The U.S. and Russia have been taking lots of jabs at each other.
Russian President Vladimir Putin criticized President Obama's plan for a military strike in Syria, and the Russian leader then denounced American "exceptionalism" in a biting op-ed in The New York Times.
Sen. John McCain, R-Ariz., fired back Thursday with his own op-ed in the Russian paper Pravda, entitled, "Russia Deserves Better Than Putin."
Even Monday's shooting at the Navy Yard in Washington, in which a gunmen killed 12 people, has become part of the feud.
Alexei Pushkov, the chairman of the Foreign Affairs Committee in Russia's parliament, used the shooting to mock the United States as it was happening.
"A new shootout at Navy headquarters in Washington a lone gunman and seven corpses. Nobody's even surprised anymore. A clear confirmation of American exceptionalism," Puskoy tweeted.

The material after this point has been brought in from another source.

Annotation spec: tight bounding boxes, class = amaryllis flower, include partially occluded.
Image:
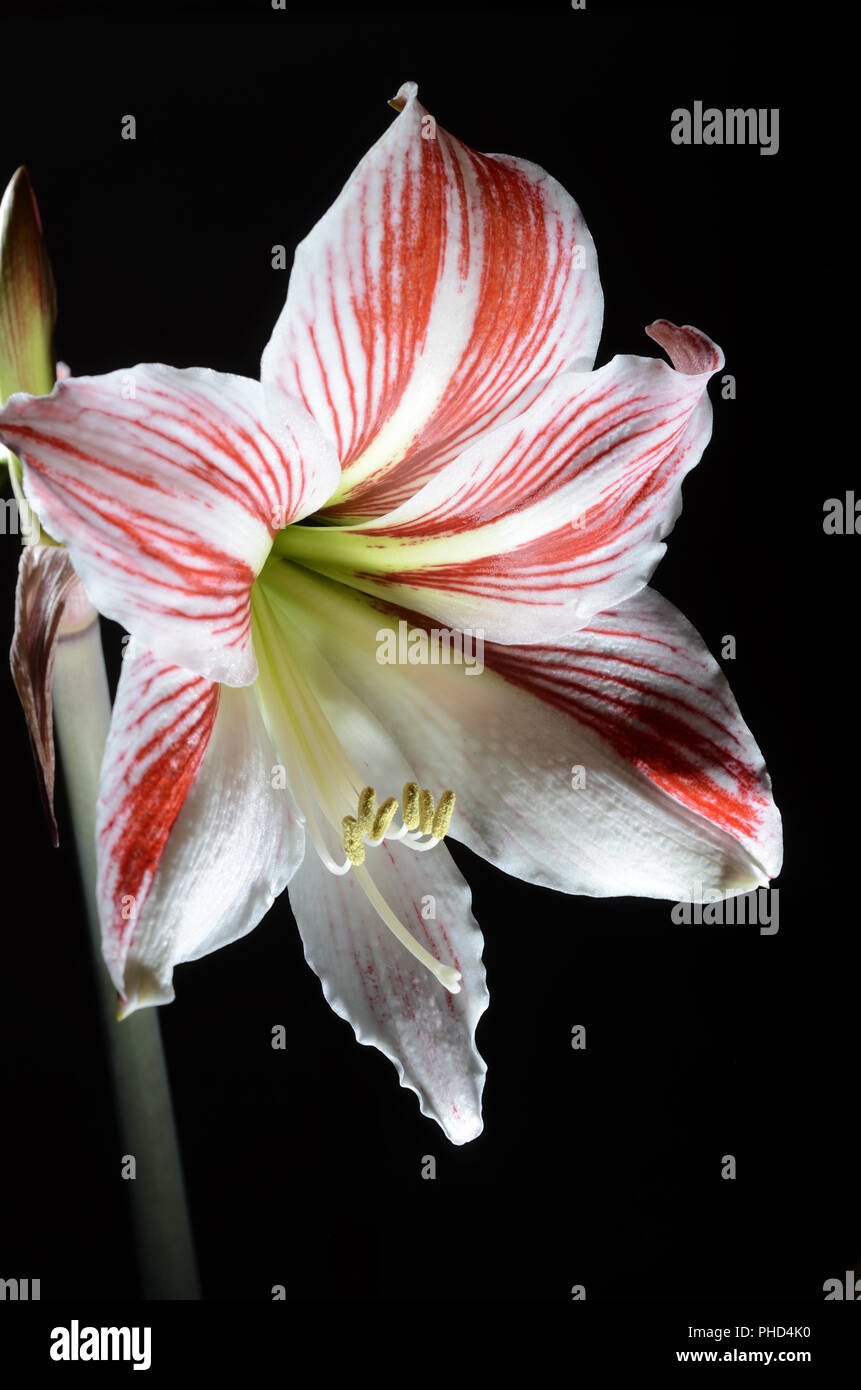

But while Pushkov sneers at U.S. gun laws, how do the stats look in Russia?
According to Gunpolicy.org, Russians have far fewer guns than Americans and far more homicides.
There are fewer than 13 million firearms in circulation in Russia, compared with an estimated 300 million in the United States. That works out to about 9 guns per 100 people in Russia and closed to 100 guns per 100 people in America.
The most recent homicide statistics for Russia show that there were 21,603 killings in 2009.
According to the FBI, the United States had 13,636 homicides in 2009 with a population that is more than twice as large. More than 80 percent of those killings were gun-related.
It's difficult to make a direct comparison of gun homicides in the two countries because Russia doesn't break down its murder statistics.
Russian Gun Laws
Russia has tough gun laws on the books. It's illegal for Russian citizens to own automatic and semi-automatic guns. It's possible to apply for a handgun or shotgun license, though citizens are required to provide reasons such as hunting or target shooting.
Applicants face strict background checks, including criminal history, a full psychological evaluation and a medical exam. They must pass a test on firearm laws and safety.
Each weapon is then registered by the police during a home visit. Police take bullet patterns, test bullets and cartridges so bullets can be matched if the gun is used in a crime. A license lasts five years, after which applicants must go through the whole process again.
In spite of these laws, the country does have periodic mass shootings by people thought to be mentally ill.
Last November, after a five-day drinking binge, 30-year-old lawyer Dmitry Vinogradov posted a message online referring to humanity as "compost."
Shortly after, he walked into the Moscow pharmaceutical company where he worked and opened fire, killing six colleagues and critically injuring another. He was jailed for life last week.
Move To Ease Gun Laws
The Right to Bear Arms, a Moscow-based organization that has more than 5,000 members, is trying to make guns more easily available in Russia.
"Our citizens are deprived of normal tools of self-defense, and that plays an important role in public safety," Maria Butina, the group's 24-year-old founder, told The Moscow News.
But she has a long way to go in convincing the public. A poll by the Levada Center in 2011 showed that 80 percent of Russians are opposed to easing existing gun laws.